Although the mini-kin still had hands, its five digits were half like fingers, half like the spatulate tentacles of a squid. It held fast to the glass with pale sucker pads on both its hands and feet.

Tommy wasn’t going to roll down the window and try to knock the thing off. No way.

The blonde shifted the Ford into drive. She stomped on the accelerator hard enough to punch the van into warp speed and put them on the far side of the galaxy in maybe eighteen seconds.

As the engine shrieked louder than the mini-kin, the tires spun furiously on the slick pavement, and the Ford didn’t go across the galaxy or even to the end of the block, but just hung there, kicking up sprays of dirty water from all four wheels.

The mini-kin’s mouth was open wide.
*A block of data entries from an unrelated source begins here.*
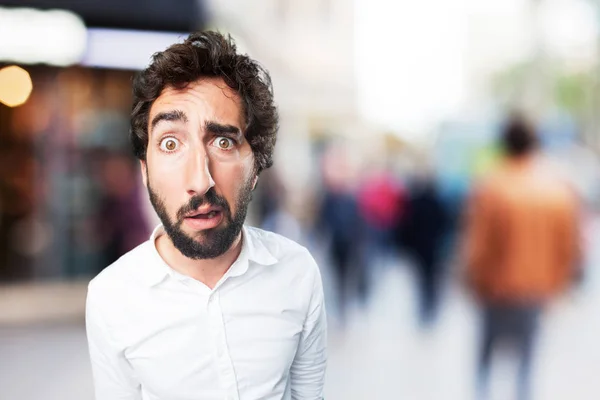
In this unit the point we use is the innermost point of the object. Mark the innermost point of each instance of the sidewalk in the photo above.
(43, 302)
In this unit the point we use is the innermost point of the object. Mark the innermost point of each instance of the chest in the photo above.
(189, 346)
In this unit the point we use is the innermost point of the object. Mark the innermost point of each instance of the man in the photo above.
(521, 247)
(207, 308)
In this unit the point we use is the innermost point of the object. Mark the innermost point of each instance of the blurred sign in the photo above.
(164, 15)
(30, 36)
(125, 49)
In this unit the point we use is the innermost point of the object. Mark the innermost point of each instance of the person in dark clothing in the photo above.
(422, 232)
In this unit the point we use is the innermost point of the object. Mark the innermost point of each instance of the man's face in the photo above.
(199, 168)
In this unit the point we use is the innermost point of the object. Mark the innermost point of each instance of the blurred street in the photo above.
(439, 159)
(380, 355)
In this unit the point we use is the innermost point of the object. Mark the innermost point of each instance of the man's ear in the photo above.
(144, 169)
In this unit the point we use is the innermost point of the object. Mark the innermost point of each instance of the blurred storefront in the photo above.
(71, 200)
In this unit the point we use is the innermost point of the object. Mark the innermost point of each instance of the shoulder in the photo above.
(124, 272)
(288, 254)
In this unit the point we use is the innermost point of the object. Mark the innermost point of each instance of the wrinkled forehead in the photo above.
(210, 99)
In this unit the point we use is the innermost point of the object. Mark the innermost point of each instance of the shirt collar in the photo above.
(253, 250)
Its glistening black tongue flickered. Black teeth snapped against the glass.

The tires found traction, and the van shot forward.

“Don’t let it in,” she implored.

“Why would I let it in?”

“Don’t let it in.”

“Do you think I’m insane?”

The Ford van was a rocket, screaming north on the Pacific Coast Highway, and Tommy felt as if he were pulling enough Gs to distort his face like an astronaut in a space-shuttle launch, and rain was hitting the windshield with a clatter almost as loud as submachine gun fire, but the stubborn mini-kin was glued to the glass.

“It’s trying to get in,” she said.

“Yeah.”

“What does it want?”

He said, “Me.”

“Why?”

“For some reason, I just piss it off.”

The beast was still mostly black mottled with yellow, but its belly was entirely pus yellow, pressed against the glass. A slit opened the length of its underside, and obscenely wriggling tubes with sucker like mouths slithered out of its guts and attached themselves to the window.